Paulson got whacked for his cluelessness; Geithner isn’t any better. The shiny veneer has dropped from the much-ballyhooed Obama pick, and what we see isn’t pretty. They let him slide on his tax dodge, and expect big things. In a way they got it; the ambiguity of Geithner’s plan means Congress will have a bigger hand (and far from an invisible one) in its execution and implementation.

“If it is left to Congress to shape a plan to solve the financial industry’s ills, the likelihood of a good outcome is small indeed,” writes Financial Times‘s John Gapper in his characteristically understated prose.

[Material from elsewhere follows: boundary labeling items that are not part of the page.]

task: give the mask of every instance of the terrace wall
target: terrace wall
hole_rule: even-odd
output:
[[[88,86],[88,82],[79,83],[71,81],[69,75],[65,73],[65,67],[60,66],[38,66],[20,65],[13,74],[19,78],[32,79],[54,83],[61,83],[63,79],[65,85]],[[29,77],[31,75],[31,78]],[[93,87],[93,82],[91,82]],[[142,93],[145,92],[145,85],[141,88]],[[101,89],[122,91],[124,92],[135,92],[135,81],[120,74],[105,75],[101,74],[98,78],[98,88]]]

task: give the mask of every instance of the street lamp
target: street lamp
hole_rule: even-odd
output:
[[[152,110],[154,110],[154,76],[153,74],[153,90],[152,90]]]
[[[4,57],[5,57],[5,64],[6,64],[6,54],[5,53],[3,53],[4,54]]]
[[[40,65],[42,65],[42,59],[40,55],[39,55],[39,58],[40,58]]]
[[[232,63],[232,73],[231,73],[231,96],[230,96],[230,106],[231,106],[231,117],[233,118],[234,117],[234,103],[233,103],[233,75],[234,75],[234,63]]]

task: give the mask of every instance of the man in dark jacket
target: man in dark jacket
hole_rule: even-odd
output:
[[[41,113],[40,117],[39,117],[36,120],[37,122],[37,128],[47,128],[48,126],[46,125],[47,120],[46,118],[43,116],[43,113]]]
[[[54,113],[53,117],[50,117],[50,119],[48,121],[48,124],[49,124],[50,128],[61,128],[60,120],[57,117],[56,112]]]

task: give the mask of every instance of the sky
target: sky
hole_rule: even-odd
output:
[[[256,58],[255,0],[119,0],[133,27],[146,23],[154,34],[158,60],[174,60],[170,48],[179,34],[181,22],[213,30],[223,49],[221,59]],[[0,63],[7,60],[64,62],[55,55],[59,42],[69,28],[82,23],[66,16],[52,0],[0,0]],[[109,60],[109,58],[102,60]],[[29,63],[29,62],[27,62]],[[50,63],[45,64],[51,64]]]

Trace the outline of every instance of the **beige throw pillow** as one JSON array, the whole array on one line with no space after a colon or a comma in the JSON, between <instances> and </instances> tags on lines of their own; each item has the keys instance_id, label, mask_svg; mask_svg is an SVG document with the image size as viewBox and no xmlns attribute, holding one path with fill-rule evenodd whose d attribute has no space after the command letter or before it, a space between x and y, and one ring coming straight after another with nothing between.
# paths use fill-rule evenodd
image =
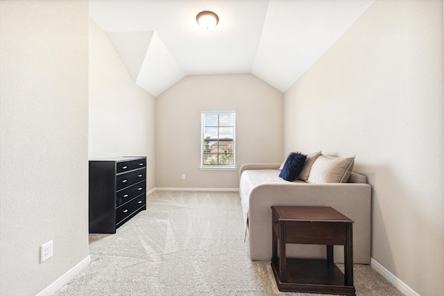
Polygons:
<instances>
[{"instance_id":1,"label":"beige throw pillow","mask_svg":"<svg viewBox=\"0 0 444 296\"><path fill-rule=\"evenodd\" d=\"M315 152L314 153L309 154L307 155L305 163L304 164L304 167L299 174L299 179L307 182L308 176L310 175L311 166L313 166L313 163L314 162L314 161L316 160L319 155L321 155L321 152L322 151Z\"/></svg>"},{"instance_id":2,"label":"beige throw pillow","mask_svg":"<svg viewBox=\"0 0 444 296\"><path fill-rule=\"evenodd\" d=\"M346 183L352 173L355 157L347 158L321 155L313 164L309 183Z\"/></svg>"}]
</instances>

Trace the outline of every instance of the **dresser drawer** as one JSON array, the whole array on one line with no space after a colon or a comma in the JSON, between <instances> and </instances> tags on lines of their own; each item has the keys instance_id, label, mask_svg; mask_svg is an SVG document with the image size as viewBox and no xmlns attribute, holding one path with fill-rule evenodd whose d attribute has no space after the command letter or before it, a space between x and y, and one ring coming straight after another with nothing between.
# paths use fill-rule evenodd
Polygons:
<instances>
[{"instance_id":1,"label":"dresser drawer","mask_svg":"<svg viewBox=\"0 0 444 296\"><path fill-rule=\"evenodd\" d=\"M119 207L136 196L145 193L146 183L145 181L143 181L140 183L135 184L130 187L117 191L116 193L116 207Z\"/></svg>"},{"instance_id":2,"label":"dresser drawer","mask_svg":"<svg viewBox=\"0 0 444 296\"><path fill-rule=\"evenodd\" d=\"M145 195L133 199L133 200L119 207L116 210L116 224L119 224L126 219L133 213L145 205Z\"/></svg>"},{"instance_id":3,"label":"dresser drawer","mask_svg":"<svg viewBox=\"0 0 444 296\"><path fill-rule=\"evenodd\" d=\"M116 191L128 187L134 184L146 180L146 168L129 173L121 173L116 176Z\"/></svg>"},{"instance_id":4,"label":"dresser drawer","mask_svg":"<svg viewBox=\"0 0 444 296\"><path fill-rule=\"evenodd\" d=\"M136 170L145 166L146 166L146 159L136 159L128 162L117 162L116 170L117 173L119 173Z\"/></svg>"}]
</instances>

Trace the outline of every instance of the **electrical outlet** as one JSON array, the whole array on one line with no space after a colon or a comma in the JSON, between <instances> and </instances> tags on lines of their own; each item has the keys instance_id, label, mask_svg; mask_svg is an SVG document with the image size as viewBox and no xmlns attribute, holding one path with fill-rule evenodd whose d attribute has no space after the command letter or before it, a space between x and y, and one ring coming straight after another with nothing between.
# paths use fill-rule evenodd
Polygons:
<instances>
[{"instance_id":1,"label":"electrical outlet","mask_svg":"<svg viewBox=\"0 0 444 296\"><path fill-rule=\"evenodd\" d=\"M44 245L40 246L40 263L52 257L53 256L53 241L50 241Z\"/></svg>"}]
</instances>

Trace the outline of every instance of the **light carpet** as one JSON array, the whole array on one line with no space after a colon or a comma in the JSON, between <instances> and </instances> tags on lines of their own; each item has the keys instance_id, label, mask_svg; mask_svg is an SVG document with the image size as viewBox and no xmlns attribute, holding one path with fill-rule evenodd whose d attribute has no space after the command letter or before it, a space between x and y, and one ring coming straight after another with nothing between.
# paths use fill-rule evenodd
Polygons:
<instances>
[{"instance_id":1,"label":"light carpet","mask_svg":"<svg viewBox=\"0 0 444 296\"><path fill-rule=\"evenodd\" d=\"M270 261L251 261L237 192L155 191L115 234L90 234L91 263L54 295L294 295ZM343 269L343 266L339 264ZM358 295L402 295L355 265Z\"/></svg>"}]
</instances>

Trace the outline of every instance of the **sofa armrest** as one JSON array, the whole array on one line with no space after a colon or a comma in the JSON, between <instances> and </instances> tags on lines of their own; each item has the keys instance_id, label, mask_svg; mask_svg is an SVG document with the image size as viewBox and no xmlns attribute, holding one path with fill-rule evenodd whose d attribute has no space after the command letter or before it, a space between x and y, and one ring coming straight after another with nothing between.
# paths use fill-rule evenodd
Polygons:
<instances>
[{"instance_id":1,"label":"sofa armrest","mask_svg":"<svg viewBox=\"0 0 444 296\"><path fill-rule=\"evenodd\" d=\"M239 176L246 170L277 170L281 164L245 164L239 169Z\"/></svg>"},{"instance_id":2,"label":"sofa armrest","mask_svg":"<svg viewBox=\"0 0 444 296\"><path fill-rule=\"evenodd\" d=\"M355 221L355 262L370 263L370 185L361 183L315 184L289 182L284 184L267 184L255 187L250 195L248 211L250 254L252 260L269 260L271 258L271 207L273 205L333 207ZM341 262L343 260L343 252L341 254L341 250L336 249L335 247L334 258Z\"/></svg>"}]
</instances>

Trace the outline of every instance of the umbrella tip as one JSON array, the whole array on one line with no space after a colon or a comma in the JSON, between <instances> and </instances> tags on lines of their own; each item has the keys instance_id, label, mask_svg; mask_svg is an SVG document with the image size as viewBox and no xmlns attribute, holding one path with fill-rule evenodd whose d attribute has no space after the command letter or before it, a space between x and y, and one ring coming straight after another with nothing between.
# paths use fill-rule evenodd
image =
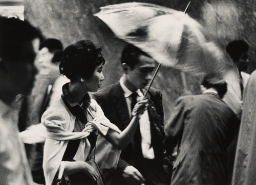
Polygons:
<instances>
[{"instance_id":1,"label":"umbrella tip","mask_svg":"<svg viewBox=\"0 0 256 185\"><path fill-rule=\"evenodd\" d=\"M188 7L189 6L189 5L190 4L191 1L188 2L188 4L187 5L187 7L186 7L186 9L185 9L185 11L184 11L184 14L185 14L187 12L187 9L188 8Z\"/></svg>"}]
</instances>

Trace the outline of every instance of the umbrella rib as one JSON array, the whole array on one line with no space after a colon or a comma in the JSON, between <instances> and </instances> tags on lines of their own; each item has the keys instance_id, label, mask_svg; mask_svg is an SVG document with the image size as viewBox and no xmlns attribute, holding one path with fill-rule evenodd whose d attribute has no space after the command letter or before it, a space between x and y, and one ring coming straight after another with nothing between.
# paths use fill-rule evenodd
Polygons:
<instances>
[{"instance_id":1,"label":"umbrella rib","mask_svg":"<svg viewBox=\"0 0 256 185\"><path fill-rule=\"evenodd\" d=\"M184 14L186 14L187 10L188 7L189 6L189 5L190 4L190 3L191 3L191 1L189 1L189 2L188 2L188 4L187 4L187 5L186 6L186 9L185 9L185 11L184 11ZM168 46L166 47L166 49L165 50L165 51L164 51L164 53L163 54L164 55L165 55L165 54L166 53L167 50L168 50L168 48L169 48L169 47L170 46L170 42L169 42L169 43L168 44ZM152 79L151 79L151 81L150 81L150 84L149 84L149 85L148 85L148 86L147 87L147 89L146 90L146 93L144 95L143 99L145 99L146 95L147 94L147 93L148 92L148 90L149 90L150 87L151 87L151 85L152 85L152 84L153 83L154 80L155 79L155 77L156 77L156 76L157 75L157 73L158 72L158 70L159 70L159 68L160 68L160 67L161 66L161 64L162 64L162 62L160 62L159 64L158 64L158 66L157 66L157 68L156 69L156 71L155 71L155 73L154 74L154 75L153 75L153 76L152 77Z\"/></svg>"}]
</instances>

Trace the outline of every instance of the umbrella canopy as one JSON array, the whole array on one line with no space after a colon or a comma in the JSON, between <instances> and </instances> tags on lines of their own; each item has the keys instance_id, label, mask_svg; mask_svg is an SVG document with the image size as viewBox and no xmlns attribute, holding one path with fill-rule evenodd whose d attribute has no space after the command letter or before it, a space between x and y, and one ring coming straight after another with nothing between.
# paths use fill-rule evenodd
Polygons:
<instances>
[{"instance_id":1,"label":"umbrella canopy","mask_svg":"<svg viewBox=\"0 0 256 185\"><path fill-rule=\"evenodd\" d=\"M224 68L222 51L214 43L206 42L201 25L182 12L140 3L101 9L95 15L118 38L138 47L163 65L196 75L219 72Z\"/></svg>"}]
</instances>

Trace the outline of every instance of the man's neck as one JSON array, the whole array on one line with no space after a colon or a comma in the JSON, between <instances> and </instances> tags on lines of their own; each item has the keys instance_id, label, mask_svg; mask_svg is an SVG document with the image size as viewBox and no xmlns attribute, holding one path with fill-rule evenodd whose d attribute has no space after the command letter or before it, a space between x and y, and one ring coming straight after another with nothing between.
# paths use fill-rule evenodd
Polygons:
<instances>
[{"instance_id":1,"label":"man's neck","mask_svg":"<svg viewBox=\"0 0 256 185\"><path fill-rule=\"evenodd\" d=\"M138 90L138 89L136 87L134 87L134 86L127 79L125 75L123 75L122 80L123 84L131 91L135 92Z\"/></svg>"}]
</instances>

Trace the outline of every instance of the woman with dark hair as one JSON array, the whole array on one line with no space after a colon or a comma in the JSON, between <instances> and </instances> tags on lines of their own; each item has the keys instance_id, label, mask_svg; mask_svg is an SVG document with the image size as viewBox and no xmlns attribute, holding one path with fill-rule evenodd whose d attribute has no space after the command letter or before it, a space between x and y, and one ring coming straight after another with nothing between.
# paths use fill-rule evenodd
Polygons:
<instances>
[{"instance_id":1,"label":"woman with dark hair","mask_svg":"<svg viewBox=\"0 0 256 185\"><path fill-rule=\"evenodd\" d=\"M72 185L104 184L95 161L98 135L118 148L125 147L138 125L138 116L146 109L147 100L136 104L133 119L121 132L88 94L96 92L104 80L105 60L101 49L89 40L81 40L65 49L63 56L60 73L70 83L63 86L61 97L45 112L41 119L48 131L43 165L46 184L56 184L56 179L58 184L68 184L69 180ZM112 158L117 162L118 157ZM113 162L109 163L112 165Z\"/></svg>"}]
</instances>

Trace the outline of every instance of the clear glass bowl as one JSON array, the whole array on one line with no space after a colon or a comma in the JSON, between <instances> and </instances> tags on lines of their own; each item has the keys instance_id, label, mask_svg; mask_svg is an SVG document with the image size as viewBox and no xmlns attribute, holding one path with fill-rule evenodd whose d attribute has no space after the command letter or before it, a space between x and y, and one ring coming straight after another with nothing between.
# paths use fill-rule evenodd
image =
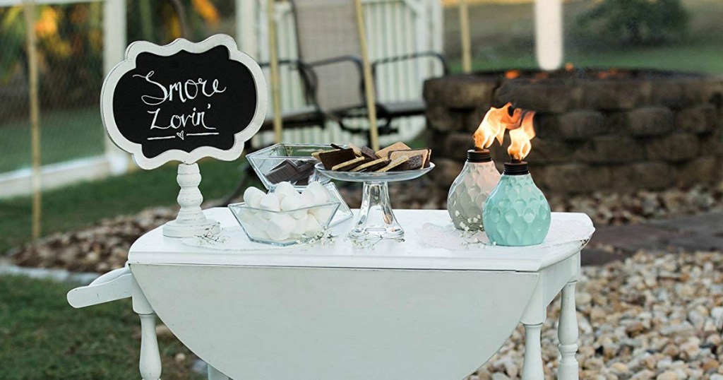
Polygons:
<instances>
[{"instance_id":1,"label":"clear glass bowl","mask_svg":"<svg viewBox=\"0 0 723 380\"><path fill-rule=\"evenodd\" d=\"M228 205L228 209L249 240L284 247L329 228L340 204L335 200L288 211L272 211L241 202Z\"/></svg>"},{"instance_id":2,"label":"clear glass bowl","mask_svg":"<svg viewBox=\"0 0 723 380\"><path fill-rule=\"evenodd\" d=\"M281 181L288 181L296 189L301 190L312 182L326 184L330 179L320 174L315 167L318 160L312 153L331 149L330 145L313 144L276 144L246 155L251 167L268 190L276 187ZM271 172L286 166L289 174L296 173L294 178L274 179L270 177Z\"/></svg>"}]
</instances>

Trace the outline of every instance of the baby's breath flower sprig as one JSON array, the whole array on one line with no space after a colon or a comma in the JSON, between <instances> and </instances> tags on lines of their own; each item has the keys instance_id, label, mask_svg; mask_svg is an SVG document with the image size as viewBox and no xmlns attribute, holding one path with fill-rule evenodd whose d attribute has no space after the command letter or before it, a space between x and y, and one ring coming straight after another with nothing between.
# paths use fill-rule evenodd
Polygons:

A few weeks back, Washington Post columnist Charles Krauthammer caused a ruckus by noting that vindication of the Bush Administration is already in the works, and coming from the most unlikely of places — the Obama White House. Despite the promise of change, key members of the previous administration’s domestic and foreign policy teams have been retained. If we were supposedly so lost, why are we charting much the same course? Geithner was a key player in the policy decisions that led to where we now find ourselves. Despite last week’s assurances to Congress that he would have handled TARP differently, TARP II (it is what it is, despite a new marketing attempt) doesn’t look a whole lot different. Call it Paulson’s revenge.

One line buried deep in a Wall Street Journal editorial perfectly illustrates the government’s fumbling and folly in this whole mess. Referring to the Madoff scandal, the paper reminded readers that “private market participants [Harry Markopolos] spotted the fraud, while SEC lawyers couldn’t seem to grasp it.”

For all the private sector ills, government is no better. We can, and desperately need, to do better.